Mrs. Reagan resumed her work with Foster Grandparents almost as soon as she came to the White House. She attended a few events in her earliest months as first lady, while also handling the refurbishing of the White House and attending other official events. The first major event she attended for Foster Grandparents was the National Conference in Washington, D.C. on July 2, 1981. Soon afterwards, she was featured on the Mike Douglas Show, which helped bring national awareness to the program.
With Jane Wilkie, Mrs. Reagan coauthored a book, To Love a Child, and a song by the same title was written and dedicated to her. The song was recorded by Frank Sinatra, and all proceeds from the book and the record benefited the Foster Grandparents program. In October of 1982, Mrs. Reagan hosted a picnic lunch for 600 local foster grandparents and children at the White House, and Frank Sinatra performed the song.

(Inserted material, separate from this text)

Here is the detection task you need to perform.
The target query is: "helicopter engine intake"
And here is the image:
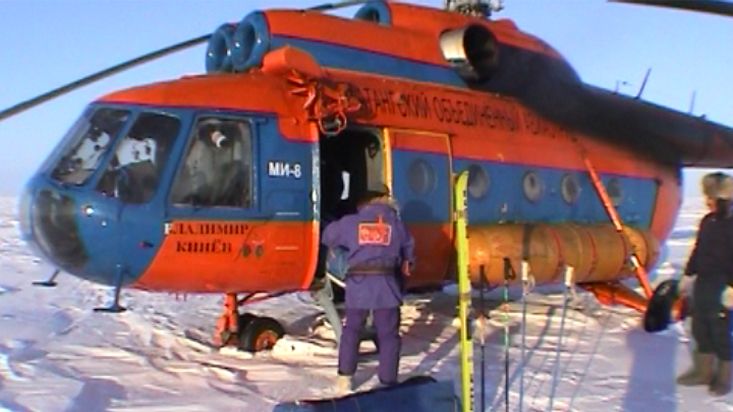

Mrs. Reagan continued to work on behalf of the program for her eight years in the White House. In June of 1988 she visited Walt Disney World with 500 foster grandparents, and enlisted Mickey Mouse as an Honorary Foster Grandparent. As a measure of the power of a first lady’s attention, in the program’s first year of operation 782 foster grandparents had carried out thirty-three projects in twenty-seven states. By 1985, approximately 19,000 foster grandparents served some 65,000 children through 245 projects in all fifty states, the District of Columbia, Puerto Rico and the Virgin Islands.